Dick Kaplan 2 months ago Member's comment

Regardless of whether you think #Trump is right or wrong about the #tradewar, I think we can all agree that he won't back down. So if that's the case, it's better to be on the winning end. So the real question is, how do we win it?

Gary Anderson 2 months ago Author's comment

That is the question. If he won't back down, you are saying he will humiliate China. And if he humiliates China, I don't see long term success, but a lot more volatility. JMO.

Dean Gilmore 2 months ago Member's comment

I was as surprised as you with this about face. But Isn't it possible that #Cramer is correct? Sounds like he discussed it with a number of leaders in tech and they convinced him to change his tune. But perhaps they are right.

Gary Anderson 2 months ago Author's comment

Yes, Dean, it was a surprise. If I thought he was right I would not have written the article. How would you describe the historic debacle of tariff wars with what Cramer and tech is proposing now? How is this supposed to work when free trade has clearly been the driving force for economic progress in the world? As I have always maintained, it is politics that has given globalization a bad name, not the concept of free trade. If China cannot get tech from California it has to get tech from somewhere else. And the nations mentioned have seen our politicians as jokesters.

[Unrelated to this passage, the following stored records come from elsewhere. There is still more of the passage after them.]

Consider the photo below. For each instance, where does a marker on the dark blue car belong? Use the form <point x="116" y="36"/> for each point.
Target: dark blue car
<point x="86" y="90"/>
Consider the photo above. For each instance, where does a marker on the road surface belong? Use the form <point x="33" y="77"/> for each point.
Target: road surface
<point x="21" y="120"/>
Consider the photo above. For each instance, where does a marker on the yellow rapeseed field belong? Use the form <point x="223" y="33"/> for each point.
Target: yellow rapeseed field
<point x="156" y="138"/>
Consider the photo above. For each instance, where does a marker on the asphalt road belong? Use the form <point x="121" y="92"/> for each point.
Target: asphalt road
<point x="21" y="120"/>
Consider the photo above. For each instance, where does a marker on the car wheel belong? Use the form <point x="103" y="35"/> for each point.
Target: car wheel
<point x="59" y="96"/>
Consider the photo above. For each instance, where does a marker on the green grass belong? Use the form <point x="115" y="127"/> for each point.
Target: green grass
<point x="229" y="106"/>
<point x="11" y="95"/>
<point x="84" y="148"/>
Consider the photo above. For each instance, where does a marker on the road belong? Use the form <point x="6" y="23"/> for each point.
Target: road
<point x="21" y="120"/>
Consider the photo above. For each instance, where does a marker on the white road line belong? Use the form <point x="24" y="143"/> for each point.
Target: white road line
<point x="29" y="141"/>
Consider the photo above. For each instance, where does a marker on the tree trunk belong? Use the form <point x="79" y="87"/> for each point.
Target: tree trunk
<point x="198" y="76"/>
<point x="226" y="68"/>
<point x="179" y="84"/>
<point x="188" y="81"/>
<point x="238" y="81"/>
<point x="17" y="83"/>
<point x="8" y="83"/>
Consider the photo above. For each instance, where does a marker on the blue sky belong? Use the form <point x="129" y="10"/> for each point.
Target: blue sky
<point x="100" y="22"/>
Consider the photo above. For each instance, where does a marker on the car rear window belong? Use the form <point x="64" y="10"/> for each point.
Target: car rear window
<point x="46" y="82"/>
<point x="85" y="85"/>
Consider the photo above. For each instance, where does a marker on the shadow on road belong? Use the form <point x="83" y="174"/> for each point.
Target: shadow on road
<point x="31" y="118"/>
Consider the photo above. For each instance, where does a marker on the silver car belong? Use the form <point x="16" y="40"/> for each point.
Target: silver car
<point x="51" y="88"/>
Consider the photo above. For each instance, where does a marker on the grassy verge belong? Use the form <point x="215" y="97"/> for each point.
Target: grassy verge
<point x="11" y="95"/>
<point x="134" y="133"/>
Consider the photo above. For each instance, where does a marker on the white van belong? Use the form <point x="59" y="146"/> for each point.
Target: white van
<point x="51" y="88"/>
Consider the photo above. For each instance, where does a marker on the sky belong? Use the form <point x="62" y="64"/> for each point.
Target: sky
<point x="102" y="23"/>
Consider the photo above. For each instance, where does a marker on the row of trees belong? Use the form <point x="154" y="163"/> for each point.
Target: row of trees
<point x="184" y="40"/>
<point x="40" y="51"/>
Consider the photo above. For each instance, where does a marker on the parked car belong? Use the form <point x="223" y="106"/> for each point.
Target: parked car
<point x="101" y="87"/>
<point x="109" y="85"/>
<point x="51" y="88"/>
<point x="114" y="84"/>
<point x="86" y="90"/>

Dean Gilmore 2 months ago Member's comment

"If I thought he was right I would not have written the article." Haha, that's very true.

Gary Anderson 2 months ago Author's comment

I just want to know from you why you think he is right. This is a learning process for all of us. Historically, we know where this is headed. If there is a compromise, then that seems to be out of character for Trump, although hopefully that would happen. I just don't think the IP compromise, with monitoring and continual threats to reimpose tariffs will work.

Dean Gilmore 2 months ago Member's comment

It's not that I think #Cramer is right, I just wondered if maybe, in speaking to some top tech titans, that perhaps he (or they) were privy to some info we were not.

Gary Anderson 2 months ago Author's comment

Well, Cramer did reveal part of their thinking. He said they believe China is weak, with imports and exports diving. So, it is obvious that they believe China will accept a deal. China could accept a deal to kick the can, but it will cause massive resentment in the future. Would the deal result in our interest rates exploding? What would China sell to gain cash for more purchases of US goods? And how long would that last? I wonder if anyone has even thought much about the points that Michael Ashton made, let alone the complexity of intellectual property negotiations.

Howie Sandberg 2 months ago Member's comment

I dunno, it sounds like Gary Anderson and Michael Ashton are correct to me. That even if we "win" the trade war, it will hurt us in other ways.

Gary Anderson 2 months ago Author's comment

Yes, exactly. The framework of world trade will continue, with or without us. We will get some cooperation with Europe and Canada who fear us. But Israel does not fear the USA, nor does Japan. They have to act in their best interests, which is in alignment with free trade.